In the past, it functioned as the south tower of the city wall, later as a prison. If you want to find out more about the history of the city, visit the local history museum before the old town walk leads through the streets of Trevisol and Garzotto. Here, between colourful houses with low doors and flower boxes, the wheel of time turns back and visitors feel wonderfully slowed down. Before heading back to the harbour, the Batana Museum invites you to take in historic wooden boats and fishing objects.
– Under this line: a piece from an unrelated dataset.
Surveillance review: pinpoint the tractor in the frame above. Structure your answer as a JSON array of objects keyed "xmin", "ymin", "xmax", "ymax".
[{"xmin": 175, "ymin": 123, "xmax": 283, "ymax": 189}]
Between fjord and cave landscapes: magical excursions around Rovinj

Who would have thought that with the Limski Channel near Rovinj there is also a fjord to cross. The narrow inlet runs along the west coast of Istria. The low-salt fjord is best known for its fish and mussel farming. Oysters, seafood or Italian-inspired fish dishes, which end up on the plate in Rovinj’s restaurants in the evening, were often fished here.

Tourists like to take a boat trip through the nature reserve. The nature around the Linski Canal is wonderfully diverse. A real highlight is the cave of Romuald at the end of the Linski Canal. According to legend, the hermit Romuald lived here around 1,000 AD. The cave is a colourful stalactite cave that can be visited as part of guided tours.

If you prefer hiking to boating, the Limski Canal is the right place for you. A well-signposted hiking trail leads from Vrsar to Dvigrad, which can be mastered as a daily stage. The trail runs largely parallel to the Limski Canal. With the difference that you can now explore the waterway almost from a bird’s eye view, as the hiking trail is located high above the rocky cliffs. The destination of the hike is the ruined city of Dvigrad. The medieval village, which was once founded by the Illyrians, has been abandoned since 1631, and has been falling into disrepair ever since. Dvigrad used to be an important trading center. Two castle ruins and a lot of dilapidated sacred and secular buildings can be visited here. People once fled Dvigrad because plague and malaria had a firm grip on the city.